'are you going deaf?'

'Please forgive the over-ride,' a rather officious and unapologetic voice Gurgeh did not recognise said from the screen. 'Am I talking to Chiark-Gevantsa Jernau Morat Gurgeh dam Hassease?'

Gurgeh stared dubiously at the screen eye. He hadn't heard his full name pronounced for years. 'Yes.'

'My name is Loash Armasco-Iap Wu-Handrahen Xato Koum.'

Gurgeh raised one eyebrow. 'Well, that should be easy enough to remember.'

'Might I interrupt you, sir?'

'You already have. What do you want?'

'To talk with you. Despite my over-ride, this does not constitute an emergency, but I can only talk to you directly this evening. I am here representing the Contact Section, at the request of Dastaveb Chamlis Amalk-ney Ep-Handra Thedreiskre Ostlehoorp. May I approach you?'

'Providing you can stay off the full names, yes,' Gurgeh said.

'I shall be there directly.'

Gurgeh snapped the screen shut. He tapped the pen-like terminal on the edge of the wooden table and looked out over the dark fjord, watching the dim lights of the few houses on the far shore.

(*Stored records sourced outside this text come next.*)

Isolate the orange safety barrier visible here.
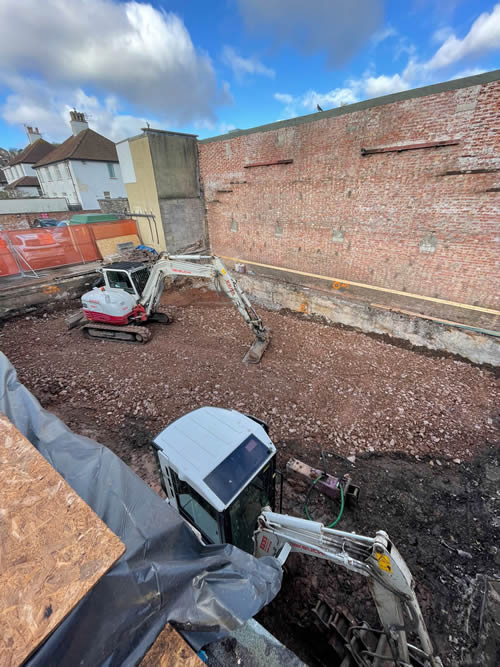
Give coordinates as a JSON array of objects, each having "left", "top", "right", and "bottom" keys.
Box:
[
  {"left": 0, "top": 220, "right": 137, "bottom": 276},
  {"left": 85, "top": 220, "right": 137, "bottom": 241}
]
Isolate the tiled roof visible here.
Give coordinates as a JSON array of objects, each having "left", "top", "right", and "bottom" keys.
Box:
[
  {"left": 35, "top": 129, "right": 118, "bottom": 169},
  {"left": 9, "top": 139, "right": 54, "bottom": 167},
  {"left": 5, "top": 176, "right": 40, "bottom": 190}
]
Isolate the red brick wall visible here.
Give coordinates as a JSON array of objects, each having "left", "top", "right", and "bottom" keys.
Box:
[
  {"left": 199, "top": 81, "right": 500, "bottom": 309},
  {"left": 0, "top": 210, "right": 101, "bottom": 232}
]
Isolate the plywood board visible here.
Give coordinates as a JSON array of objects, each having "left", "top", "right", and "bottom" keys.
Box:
[
  {"left": 96, "top": 234, "right": 140, "bottom": 259},
  {"left": 140, "top": 624, "right": 204, "bottom": 667},
  {"left": 0, "top": 413, "right": 125, "bottom": 667}
]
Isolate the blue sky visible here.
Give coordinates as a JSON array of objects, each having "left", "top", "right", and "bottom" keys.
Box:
[{"left": 0, "top": 0, "right": 500, "bottom": 148}]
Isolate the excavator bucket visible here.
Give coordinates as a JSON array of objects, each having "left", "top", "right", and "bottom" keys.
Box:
[{"left": 243, "top": 328, "right": 271, "bottom": 364}]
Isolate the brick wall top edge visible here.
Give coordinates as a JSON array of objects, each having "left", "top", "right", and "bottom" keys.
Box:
[{"left": 198, "top": 69, "right": 500, "bottom": 144}]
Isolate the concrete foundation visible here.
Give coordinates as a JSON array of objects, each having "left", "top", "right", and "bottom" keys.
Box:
[
  {"left": 238, "top": 274, "right": 500, "bottom": 366},
  {"left": 0, "top": 266, "right": 99, "bottom": 321}
]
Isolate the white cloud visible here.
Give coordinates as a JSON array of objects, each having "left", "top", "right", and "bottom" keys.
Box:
[
  {"left": 432, "top": 26, "right": 453, "bottom": 44},
  {"left": 238, "top": 0, "right": 383, "bottom": 66},
  {"left": 274, "top": 4, "right": 500, "bottom": 118},
  {"left": 362, "top": 74, "right": 410, "bottom": 98},
  {"left": 273, "top": 93, "right": 293, "bottom": 104},
  {"left": 2, "top": 77, "right": 164, "bottom": 141},
  {"left": 426, "top": 4, "right": 500, "bottom": 70},
  {"left": 217, "top": 121, "right": 236, "bottom": 134},
  {"left": 0, "top": 0, "right": 231, "bottom": 134},
  {"left": 274, "top": 73, "right": 410, "bottom": 118},
  {"left": 222, "top": 46, "right": 276, "bottom": 81},
  {"left": 372, "top": 25, "right": 398, "bottom": 46},
  {"left": 301, "top": 88, "right": 358, "bottom": 111}
]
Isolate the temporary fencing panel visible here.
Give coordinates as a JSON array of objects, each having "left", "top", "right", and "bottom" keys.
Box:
[{"left": 0, "top": 220, "right": 137, "bottom": 276}]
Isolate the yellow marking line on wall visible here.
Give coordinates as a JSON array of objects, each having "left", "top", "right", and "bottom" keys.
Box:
[{"left": 219, "top": 255, "right": 500, "bottom": 315}]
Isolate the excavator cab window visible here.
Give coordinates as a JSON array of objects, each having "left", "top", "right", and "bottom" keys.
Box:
[
  {"left": 170, "top": 469, "right": 223, "bottom": 544},
  {"left": 131, "top": 267, "right": 149, "bottom": 296},
  {"left": 105, "top": 270, "right": 135, "bottom": 294},
  {"left": 224, "top": 458, "right": 276, "bottom": 554}
]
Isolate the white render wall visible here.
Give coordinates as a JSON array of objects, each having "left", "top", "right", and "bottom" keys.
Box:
[
  {"left": 0, "top": 198, "right": 68, "bottom": 214},
  {"left": 36, "top": 162, "right": 78, "bottom": 208},
  {"left": 70, "top": 160, "right": 127, "bottom": 210},
  {"left": 3, "top": 162, "right": 36, "bottom": 183}
]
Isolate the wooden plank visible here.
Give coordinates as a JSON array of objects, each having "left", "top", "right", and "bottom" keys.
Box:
[
  {"left": 0, "top": 413, "right": 125, "bottom": 667},
  {"left": 139, "top": 624, "right": 204, "bottom": 667},
  {"left": 361, "top": 139, "right": 460, "bottom": 155},
  {"left": 96, "top": 234, "right": 140, "bottom": 259},
  {"left": 244, "top": 160, "right": 293, "bottom": 169},
  {"left": 218, "top": 255, "right": 500, "bottom": 315}
]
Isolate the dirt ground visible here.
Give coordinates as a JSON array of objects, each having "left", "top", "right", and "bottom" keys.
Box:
[{"left": 0, "top": 289, "right": 500, "bottom": 667}]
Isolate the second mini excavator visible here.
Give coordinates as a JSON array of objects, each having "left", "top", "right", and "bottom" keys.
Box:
[{"left": 72, "top": 255, "right": 271, "bottom": 364}]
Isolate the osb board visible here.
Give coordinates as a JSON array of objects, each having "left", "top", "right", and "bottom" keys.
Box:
[
  {"left": 0, "top": 413, "right": 125, "bottom": 667},
  {"left": 96, "top": 234, "right": 140, "bottom": 259},
  {"left": 140, "top": 624, "right": 204, "bottom": 667}
]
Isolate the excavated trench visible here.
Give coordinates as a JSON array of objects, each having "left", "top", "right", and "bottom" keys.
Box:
[{"left": 0, "top": 289, "right": 500, "bottom": 667}]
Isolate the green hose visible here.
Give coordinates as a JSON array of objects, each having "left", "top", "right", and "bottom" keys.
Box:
[{"left": 304, "top": 475, "right": 344, "bottom": 528}]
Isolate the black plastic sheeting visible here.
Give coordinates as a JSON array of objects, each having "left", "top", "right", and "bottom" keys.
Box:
[{"left": 0, "top": 353, "right": 282, "bottom": 667}]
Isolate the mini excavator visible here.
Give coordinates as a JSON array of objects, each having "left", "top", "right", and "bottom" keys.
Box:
[
  {"left": 154, "top": 407, "right": 442, "bottom": 667},
  {"left": 68, "top": 255, "right": 271, "bottom": 364}
]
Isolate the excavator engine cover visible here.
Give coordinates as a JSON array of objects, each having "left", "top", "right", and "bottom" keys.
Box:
[{"left": 82, "top": 287, "right": 137, "bottom": 325}]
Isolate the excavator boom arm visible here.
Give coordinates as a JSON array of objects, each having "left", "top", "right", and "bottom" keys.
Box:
[
  {"left": 254, "top": 509, "right": 442, "bottom": 667},
  {"left": 139, "top": 255, "right": 271, "bottom": 363}
]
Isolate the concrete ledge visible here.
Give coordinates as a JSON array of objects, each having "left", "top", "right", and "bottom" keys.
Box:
[
  {"left": 0, "top": 271, "right": 99, "bottom": 320},
  {"left": 238, "top": 275, "right": 500, "bottom": 366}
]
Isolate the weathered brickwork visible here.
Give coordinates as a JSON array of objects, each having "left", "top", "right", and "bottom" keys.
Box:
[{"left": 199, "top": 74, "right": 500, "bottom": 309}]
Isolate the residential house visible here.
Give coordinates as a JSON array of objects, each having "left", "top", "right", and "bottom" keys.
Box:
[
  {"left": 3, "top": 127, "right": 54, "bottom": 197},
  {"left": 35, "top": 111, "right": 125, "bottom": 210}
]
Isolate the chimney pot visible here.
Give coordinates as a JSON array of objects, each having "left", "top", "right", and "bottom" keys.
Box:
[{"left": 69, "top": 109, "right": 89, "bottom": 136}]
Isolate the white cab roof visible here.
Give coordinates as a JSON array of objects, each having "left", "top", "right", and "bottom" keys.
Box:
[{"left": 154, "top": 407, "right": 276, "bottom": 511}]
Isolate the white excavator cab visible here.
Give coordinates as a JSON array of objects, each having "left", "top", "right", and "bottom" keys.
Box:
[
  {"left": 102, "top": 262, "right": 150, "bottom": 300},
  {"left": 154, "top": 407, "right": 276, "bottom": 553}
]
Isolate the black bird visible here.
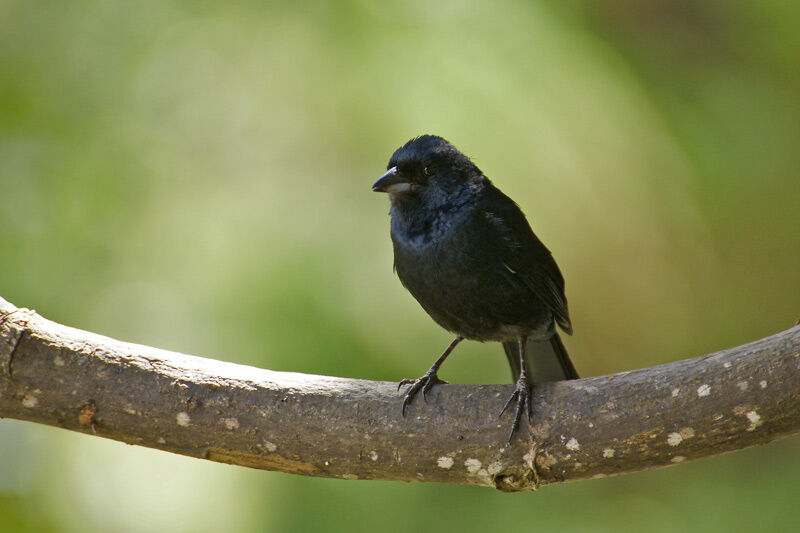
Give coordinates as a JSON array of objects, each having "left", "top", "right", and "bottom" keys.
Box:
[{"left": 372, "top": 135, "right": 578, "bottom": 442}]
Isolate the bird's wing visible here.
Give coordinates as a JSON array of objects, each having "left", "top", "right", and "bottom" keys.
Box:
[{"left": 482, "top": 185, "right": 572, "bottom": 334}]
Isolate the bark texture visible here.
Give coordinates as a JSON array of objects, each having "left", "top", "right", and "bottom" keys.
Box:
[{"left": 0, "top": 298, "right": 800, "bottom": 491}]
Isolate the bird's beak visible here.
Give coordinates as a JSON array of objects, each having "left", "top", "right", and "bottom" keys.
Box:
[{"left": 372, "top": 167, "right": 411, "bottom": 193}]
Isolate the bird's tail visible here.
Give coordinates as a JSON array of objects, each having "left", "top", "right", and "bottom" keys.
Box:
[{"left": 503, "top": 333, "right": 578, "bottom": 382}]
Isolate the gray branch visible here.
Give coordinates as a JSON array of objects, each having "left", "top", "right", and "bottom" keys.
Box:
[{"left": 0, "top": 298, "right": 800, "bottom": 491}]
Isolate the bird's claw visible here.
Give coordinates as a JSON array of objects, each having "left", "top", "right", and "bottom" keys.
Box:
[
  {"left": 500, "top": 376, "right": 533, "bottom": 444},
  {"left": 404, "top": 371, "right": 447, "bottom": 416}
]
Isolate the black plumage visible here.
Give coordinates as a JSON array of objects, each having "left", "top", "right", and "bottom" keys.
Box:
[{"left": 373, "top": 135, "right": 578, "bottom": 440}]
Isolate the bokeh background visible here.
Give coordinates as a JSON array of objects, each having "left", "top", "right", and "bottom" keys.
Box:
[{"left": 0, "top": 0, "right": 800, "bottom": 532}]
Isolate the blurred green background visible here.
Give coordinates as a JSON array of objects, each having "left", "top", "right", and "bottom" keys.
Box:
[{"left": 0, "top": 0, "right": 800, "bottom": 532}]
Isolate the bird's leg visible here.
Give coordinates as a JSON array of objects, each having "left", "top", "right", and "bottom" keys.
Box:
[
  {"left": 397, "top": 335, "right": 464, "bottom": 416},
  {"left": 500, "top": 337, "right": 532, "bottom": 444}
]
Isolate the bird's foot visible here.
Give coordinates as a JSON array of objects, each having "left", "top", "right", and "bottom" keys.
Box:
[
  {"left": 500, "top": 374, "right": 533, "bottom": 444},
  {"left": 397, "top": 370, "right": 447, "bottom": 416}
]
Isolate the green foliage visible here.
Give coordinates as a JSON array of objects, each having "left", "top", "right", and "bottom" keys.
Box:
[{"left": 0, "top": 0, "right": 800, "bottom": 532}]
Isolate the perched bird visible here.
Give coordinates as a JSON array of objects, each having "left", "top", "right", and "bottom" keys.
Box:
[{"left": 372, "top": 135, "right": 578, "bottom": 442}]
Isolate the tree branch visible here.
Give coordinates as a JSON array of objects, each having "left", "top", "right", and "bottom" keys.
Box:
[{"left": 0, "top": 298, "right": 800, "bottom": 491}]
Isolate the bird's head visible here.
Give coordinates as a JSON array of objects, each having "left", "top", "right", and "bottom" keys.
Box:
[{"left": 372, "top": 135, "right": 482, "bottom": 203}]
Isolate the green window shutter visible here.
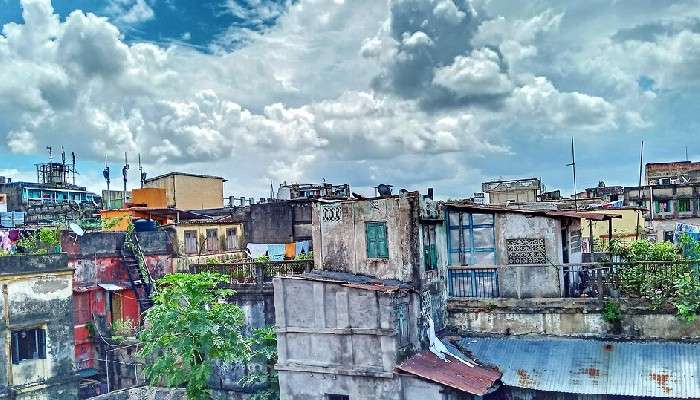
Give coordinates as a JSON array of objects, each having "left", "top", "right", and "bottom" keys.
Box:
[
  {"left": 377, "top": 222, "right": 389, "bottom": 258},
  {"left": 365, "top": 222, "right": 389, "bottom": 258}
]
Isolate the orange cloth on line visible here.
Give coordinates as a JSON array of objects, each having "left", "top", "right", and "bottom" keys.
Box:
[{"left": 284, "top": 243, "right": 297, "bottom": 260}]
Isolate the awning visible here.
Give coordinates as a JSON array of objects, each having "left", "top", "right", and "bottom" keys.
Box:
[
  {"left": 460, "top": 337, "right": 700, "bottom": 398},
  {"left": 97, "top": 283, "right": 126, "bottom": 292},
  {"left": 396, "top": 351, "right": 501, "bottom": 396}
]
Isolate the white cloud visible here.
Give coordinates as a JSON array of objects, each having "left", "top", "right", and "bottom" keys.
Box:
[{"left": 433, "top": 48, "right": 513, "bottom": 97}]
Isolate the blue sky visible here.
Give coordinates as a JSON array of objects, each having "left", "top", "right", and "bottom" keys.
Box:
[{"left": 0, "top": 0, "right": 700, "bottom": 198}]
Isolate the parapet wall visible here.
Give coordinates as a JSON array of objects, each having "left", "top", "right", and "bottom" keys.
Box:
[{"left": 447, "top": 298, "right": 700, "bottom": 340}]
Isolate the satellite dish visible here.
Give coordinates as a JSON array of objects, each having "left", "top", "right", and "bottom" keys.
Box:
[
  {"left": 68, "top": 222, "right": 85, "bottom": 236},
  {"left": 377, "top": 183, "right": 392, "bottom": 197}
]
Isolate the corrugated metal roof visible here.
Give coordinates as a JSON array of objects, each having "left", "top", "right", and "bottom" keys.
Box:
[
  {"left": 460, "top": 337, "right": 700, "bottom": 398},
  {"left": 396, "top": 351, "right": 501, "bottom": 396}
]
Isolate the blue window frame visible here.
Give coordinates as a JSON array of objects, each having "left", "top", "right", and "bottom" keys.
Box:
[
  {"left": 365, "top": 222, "right": 389, "bottom": 258},
  {"left": 447, "top": 210, "right": 496, "bottom": 265}
]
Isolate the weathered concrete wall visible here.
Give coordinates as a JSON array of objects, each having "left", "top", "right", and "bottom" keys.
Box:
[
  {"left": 496, "top": 265, "right": 561, "bottom": 299},
  {"left": 280, "top": 371, "right": 452, "bottom": 400},
  {"left": 245, "top": 202, "right": 294, "bottom": 244},
  {"left": 495, "top": 213, "right": 562, "bottom": 265},
  {"left": 448, "top": 299, "right": 700, "bottom": 340},
  {"left": 0, "top": 254, "right": 77, "bottom": 400},
  {"left": 274, "top": 278, "right": 418, "bottom": 399}
]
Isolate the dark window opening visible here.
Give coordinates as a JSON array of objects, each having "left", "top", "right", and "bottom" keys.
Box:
[
  {"left": 10, "top": 328, "right": 46, "bottom": 364},
  {"left": 207, "top": 229, "right": 219, "bottom": 251}
]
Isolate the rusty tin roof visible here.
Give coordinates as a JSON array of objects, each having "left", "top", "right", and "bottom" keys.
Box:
[
  {"left": 396, "top": 351, "right": 501, "bottom": 396},
  {"left": 460, "top": 337, "right": 700, "bottom": 398}
]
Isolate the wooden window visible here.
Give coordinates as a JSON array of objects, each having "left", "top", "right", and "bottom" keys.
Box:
[
  {"left": 365, "top": 222, "right": 389, "bottom": 258},
  {"left": 326, "top": 394, "right": 350, "bottom": 400},
  {"left": 185, "top": 231, "right": 197, "bottom": 254},
  {"left": 423, "top": 224, "right": 437, "bottom": 271},
  {"left": 10, "top": 328, "right": 46, "bottom": 364},
  {"left": 394, "top": 303, "right": 410, "bottom": 346},
  {"left": 226, "top": 228, "right": 243, "bottom": 250},
  {"left": 207, "top": 229, "right": 219, "bottom": 251}
]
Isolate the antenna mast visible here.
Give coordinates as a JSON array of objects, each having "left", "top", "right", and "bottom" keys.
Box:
[
  {"left": 566, "top": 137, "right": 578, "bottom": 211},
  {"left": 634, "top": 140, "right": 651, "bottom": 240},
  {"left": 122, "top": 152, "right": 129, "bottom": 207}
]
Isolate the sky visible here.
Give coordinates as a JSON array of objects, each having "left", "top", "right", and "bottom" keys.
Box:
[{"left": 0, "top": 0, "right": 700, "bottom": 198}]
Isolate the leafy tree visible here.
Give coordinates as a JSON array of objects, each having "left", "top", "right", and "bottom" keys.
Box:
[
  {"left": 139, "top": 272, "right": 251, "bottom": 400},
  {"left": 240, "top": 326, "right": 280, "bottom": 400}
]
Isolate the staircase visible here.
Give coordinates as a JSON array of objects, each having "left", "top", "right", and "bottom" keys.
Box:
[{"left": 121, "top": 232, "right": 155, "bottom": 315}]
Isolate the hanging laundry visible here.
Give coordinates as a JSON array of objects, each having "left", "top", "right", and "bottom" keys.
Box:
[
  {"left": 247, "top": 243, "right": 268, "bottom": 258},
  {"left": 295, "top": 240, "right": 311, "bottom": 256},
  {"left": 267, "top": 244, "right": 285, "bottom": 261},
  {"left": 284, "top": 242, "right": 297, "bottom": 260}
]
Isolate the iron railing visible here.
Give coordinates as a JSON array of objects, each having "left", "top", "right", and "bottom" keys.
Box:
[
  {"left": 560, "top": 260, "right": 698, "bottom": 297},
  {"left": 447, "top": 267, "right": 499, "bottom": 298},
  {"left": 189, "top": 260, "right": 314, "bottom": 285}
]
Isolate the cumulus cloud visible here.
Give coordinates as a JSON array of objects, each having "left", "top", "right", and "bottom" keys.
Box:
[
  {"left": 106, "top": 0, "right": 155, "bottom": 24},
  {"left": 433, "top": 48, "right": 513, "bottom": 97},
  {"left": 0, "top": 0, "right": 700, "bottom": 197}
]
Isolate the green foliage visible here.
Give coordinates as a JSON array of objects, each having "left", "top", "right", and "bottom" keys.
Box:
[
  {"left": 603, "top": 301, "right": 622, "bottom": 324},
  {"left": 139, "top": 273, "right": 251, "bottom": 400},
  {"left": 239, "top": 326, "right": 280, "bottom": 400},
  {"left": 610, "top": 235, "right": 700, "bottom": 322},
  {"left": 294, "top": 251, "right": 314, "bottom": 260}
]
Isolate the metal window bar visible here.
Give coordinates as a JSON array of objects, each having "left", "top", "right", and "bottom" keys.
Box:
[{"left": 448, "top": 268, "right": 499, "bottom": 298}]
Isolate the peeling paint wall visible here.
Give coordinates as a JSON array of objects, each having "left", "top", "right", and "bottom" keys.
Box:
[
  {"left": 274, "top": 278, "right": 437, "bottom": 400},
  {"left": 0, "top": 254, "right": 77, "bottom": 400}
]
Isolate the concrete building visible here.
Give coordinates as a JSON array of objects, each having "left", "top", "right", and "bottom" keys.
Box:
[
  {"left": 644, "top": 161, "right": 700, "bottom": 186},
  {"left": 144, "top": 172, "right": 226, "bottom": 210},
  {"left": 0, "top": 254, "right": 78, "bottom": 400},
  {"left": 481, "top": 178, "right": 543, "bottom": 205},
  {"left": 61, "top": 231, "right": 174, "bottom": 395},
  {"left": 277, "top": 182, "right": 350, "bottom": 200}
]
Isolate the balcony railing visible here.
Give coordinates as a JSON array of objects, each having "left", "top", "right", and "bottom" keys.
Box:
[
  {"left": 447, "top": 261, "right": 700, "bottom": 299},
  {"left": 189, "top": 260, "right": 314, "bottom": 286},
  {"left": 447, "top": 267, "right": 499, "bottom": 298}
]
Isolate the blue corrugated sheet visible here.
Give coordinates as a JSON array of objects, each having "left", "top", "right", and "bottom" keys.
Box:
[
  {"left": 0, "top": 211, "right": 26, "bottom": 228},
  {"left": 461, "top": 337, "right": 700, "bottom": 398}
]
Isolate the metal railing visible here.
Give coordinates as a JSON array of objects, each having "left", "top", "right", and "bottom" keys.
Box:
[
  {"left": 189, "top": 260, "right": 314, "bottom": 285},
  {"left": 447, "top": 267, "right": 499, "bottom": 298},
  {"left": 560, "top": 261, "right": 698, "bottom": 297}
]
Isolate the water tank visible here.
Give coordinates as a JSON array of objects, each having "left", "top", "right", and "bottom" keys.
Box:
[{"left": 134, "top": 218, "right": 156, "bottom": 232}]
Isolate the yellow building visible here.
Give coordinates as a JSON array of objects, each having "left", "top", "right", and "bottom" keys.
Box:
[
  {"left": 144, "top": 172, "right": 226, "bottom": 210},
  {"left": 581, "top": 208, "right": 644, "bottom": 248},
  {"left": 172, "top": 216, "right": 246, "bottom": 258}
]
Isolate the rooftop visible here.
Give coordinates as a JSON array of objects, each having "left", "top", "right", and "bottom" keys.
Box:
[
  {"left": 144, "top": 171, "right": 226, "bottom": 182},
  {"left": 460, "top": 336, "right": 700, "bottom": 398}
]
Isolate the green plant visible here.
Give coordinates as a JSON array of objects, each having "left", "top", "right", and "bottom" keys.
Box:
[
  {"left": 239, "top": 326, "right": 280, "bottom": 400},
  {"left": 139, "top": 272, "right": 251, "bottom": 400},
  {"left": 294, "top": 251, "right": 314, "bottom": 260},
  {"left": 603, "top": 301, "right": 622, "bottom": 324}
]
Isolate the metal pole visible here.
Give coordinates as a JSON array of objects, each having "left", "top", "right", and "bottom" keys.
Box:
[{"left": 634, "top": 140, "right": 651, "bottom": 240}]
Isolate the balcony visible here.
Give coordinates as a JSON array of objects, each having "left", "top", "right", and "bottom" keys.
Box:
[{"left": 189, "top": 260, "right": 314, "bottom": 287}]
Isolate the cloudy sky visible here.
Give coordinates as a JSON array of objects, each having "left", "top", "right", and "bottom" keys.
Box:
[{"left": 0, "top": 0, "right": 700, "bottom": 198}]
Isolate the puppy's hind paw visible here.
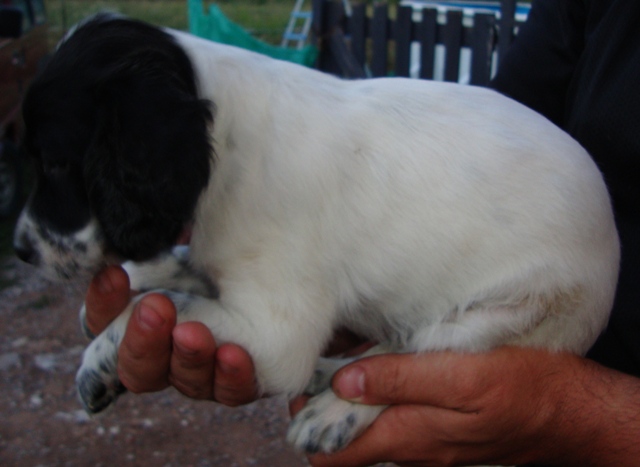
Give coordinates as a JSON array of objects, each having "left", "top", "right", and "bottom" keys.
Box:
[
  {"left": 76, "top": 370, "right": 127, "bottom": 414},
  {"left": 287, "top": 390, "right": 385, "bottom": 454},
  {"left": 76, "top": 334, "right": 126, "bottom": 414}
]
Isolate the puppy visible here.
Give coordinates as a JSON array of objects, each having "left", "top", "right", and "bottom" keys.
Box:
[{"left": 15, "top": 16, "right": 619, "bottom": 458}]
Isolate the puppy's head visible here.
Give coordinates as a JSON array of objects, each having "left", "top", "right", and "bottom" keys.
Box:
[{"left": 14, "top": 16, "right": 212, "bottom": 277}]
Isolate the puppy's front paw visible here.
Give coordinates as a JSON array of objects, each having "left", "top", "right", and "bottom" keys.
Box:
[
  {"left": 287, "top": 390, "right": 385, "bottom": 454},
  {"left": 76, "top": 334, "right": 126, "bottom": 414}
]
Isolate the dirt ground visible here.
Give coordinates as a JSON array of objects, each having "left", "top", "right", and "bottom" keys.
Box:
[{"left": 0, "top": 258, "right": 308, "bottom": 467}]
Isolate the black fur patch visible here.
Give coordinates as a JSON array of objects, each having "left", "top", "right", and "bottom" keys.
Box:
[{"left": 24, "top": 15, "right": 213, "bottom": 260}]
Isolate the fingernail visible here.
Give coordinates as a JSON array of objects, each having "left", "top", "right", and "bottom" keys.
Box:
[
  {"left": 97, "top": 271, "right": 114, "bottom": 294},
  {"left": 334, "top": 366, "right": 364, "bottom": 400},
  {"left": 138, "top": 303, "right": 166, "bottom": 330}
]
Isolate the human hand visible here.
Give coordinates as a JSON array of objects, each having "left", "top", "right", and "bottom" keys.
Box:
[
  {"left": 85, "top": 266, "right": 258, "bottom": 406},
  {"left": 291, "top": 347, "right": 640, "bottom": 467}
]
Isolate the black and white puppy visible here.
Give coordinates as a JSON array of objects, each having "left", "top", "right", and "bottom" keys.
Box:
[{"left": 15, "top": 16, "right": 619, "bottom": 452}]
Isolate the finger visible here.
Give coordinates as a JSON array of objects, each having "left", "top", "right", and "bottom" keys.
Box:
[
  {"left": 214, "top": 344, "right": 259, "bottom": 407},
  {"left": 169, "top": 322, "right": 216, "bottom": 399},
  {"left": 333, "top": 352, "right": 503, "bottom": 411},
  {"left": 118, "top": 294, "right": 176, "bottom": 393},
  {"left": 85, "top": 266, "right": 130, "bottom": 335}
]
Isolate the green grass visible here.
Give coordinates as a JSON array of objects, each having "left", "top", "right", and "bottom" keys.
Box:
[{"left": 46, "top": 0, "right": 294, "bottom": 44}]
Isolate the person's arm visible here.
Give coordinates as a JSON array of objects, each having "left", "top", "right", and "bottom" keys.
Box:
[
  {"left": 85, "top": 266, "right": 258, "bottom": 406},
  {"left": 491, "top": 0, "right": 586, "bottom": 127},
  {"left": 292, "top": 347, "right": 640, "bottom": 467}
]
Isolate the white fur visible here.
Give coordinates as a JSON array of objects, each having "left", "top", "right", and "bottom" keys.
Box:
[{"left": 50, "top": 29, "right": 619, "bottom": 451}]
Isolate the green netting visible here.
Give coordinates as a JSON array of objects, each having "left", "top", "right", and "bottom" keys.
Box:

He heard a roaring noise in the sky, and looked up to see a farside-lit vapour-trail overhead, steeply angled and pointing to the slope uphill from Ikroh. There was a muffled bang over the forest above the house, and a noise like a sudden gust of wind, then, zooming round the side of the house, came a small drone, its fields bright blue and striped yellow. It drifted over towards Gurgeh. The machine was about the same size as Mawhrin-Skel; it could, Gurgeh thought, have sat comfortably in the rectangular sandwich plate on the table. Its gunmetal casing looked a little more complicated and knobbly than Mawhrin-Skel's. 'Good evening,' Gurgeh said as the small machine cleared the terrace wall.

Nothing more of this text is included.